The concentration of certain compounds in urine can provide information about many different conditions, including kidney disease, urinary tract infections and electrolyte deficiencies. Though many people with diabetes monitor their glucose levels with blood tests, glucose levels in their urine can also reveal spikes or dips. To analyze urine, however, physicians typically must order a urinalysis from a hospital lab, which takes time, or use paper test strips, which aren’t very sensitive. Neither system can deliver fast, bedside analyses. Now, researchers have designed a flexible sensor that fits in a diaper, measures multiple components in urine and can share those results over Bluetooth to provide real-time bedside analyses for incontinent, elderly or infant patients.

Urine can reveal a lot about a person’s health. But physicians don’t currently have a convenient or fast way of tracking the concentration of important compounds in their patients’ urine. Some researchers have explored wearable devices to monitor health markers—like electrolyte and sugar content in sweat.
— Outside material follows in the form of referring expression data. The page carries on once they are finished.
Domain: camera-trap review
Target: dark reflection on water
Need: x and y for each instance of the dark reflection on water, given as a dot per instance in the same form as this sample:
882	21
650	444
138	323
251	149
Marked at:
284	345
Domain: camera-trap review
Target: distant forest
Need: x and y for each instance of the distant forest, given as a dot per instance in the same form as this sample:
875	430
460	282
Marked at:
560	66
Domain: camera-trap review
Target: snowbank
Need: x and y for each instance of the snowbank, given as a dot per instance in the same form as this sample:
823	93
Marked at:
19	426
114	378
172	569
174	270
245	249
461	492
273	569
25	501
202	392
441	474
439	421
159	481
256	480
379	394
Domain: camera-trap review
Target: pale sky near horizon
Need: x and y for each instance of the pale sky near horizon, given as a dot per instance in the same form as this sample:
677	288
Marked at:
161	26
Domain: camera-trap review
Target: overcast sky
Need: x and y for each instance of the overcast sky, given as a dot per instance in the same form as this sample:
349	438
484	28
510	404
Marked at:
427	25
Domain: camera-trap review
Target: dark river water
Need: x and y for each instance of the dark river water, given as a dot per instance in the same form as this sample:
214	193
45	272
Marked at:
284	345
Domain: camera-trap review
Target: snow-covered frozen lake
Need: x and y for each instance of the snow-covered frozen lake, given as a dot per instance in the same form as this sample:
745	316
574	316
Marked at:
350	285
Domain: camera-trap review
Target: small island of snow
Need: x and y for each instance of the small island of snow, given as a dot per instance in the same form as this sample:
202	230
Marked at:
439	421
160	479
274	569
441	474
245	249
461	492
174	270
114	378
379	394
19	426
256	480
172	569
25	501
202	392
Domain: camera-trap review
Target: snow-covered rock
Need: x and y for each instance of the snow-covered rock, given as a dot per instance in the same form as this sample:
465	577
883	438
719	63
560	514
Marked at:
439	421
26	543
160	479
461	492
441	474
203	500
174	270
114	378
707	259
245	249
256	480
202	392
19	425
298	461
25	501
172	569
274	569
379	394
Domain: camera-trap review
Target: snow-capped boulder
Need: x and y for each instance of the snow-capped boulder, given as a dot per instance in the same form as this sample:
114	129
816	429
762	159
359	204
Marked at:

Researchers at the Sun Yat-Sen University (Guangzhou, China) wanted to design a similar type of wearable device that could accurately and sensitively measure the concentration of multiple health markers in urine and give real-time feedback to care providers.

The team first fabricated a flexible electrode array about the size of a U.S. quarter. They included five different electrodes on the array that were designed to specifically detect potassium ions, sodium ions, hydrogen peroxide, uric acid or glucose, which are biomarkers for various conditions. Then they connected the array to a circuit board that had a Bluetooth module and lithium-ion battery power source. When the array was exposed to urine samples from three volunteers, it performed as well as a commercial urine test system.

Next, the researchers incorporated the array into a diaper and found that, when urine was present, they could get readable signals for the biomarkers. However, they anticipate that in a real-world setting, where dry diapers become slowly saturated with urine, the electrode array would have to take multiple measurements to get stable readings. So, with optimization, this “smart” diaper could be a way to provide quick and painless urinalysis with wearable device technology, according to the researchers.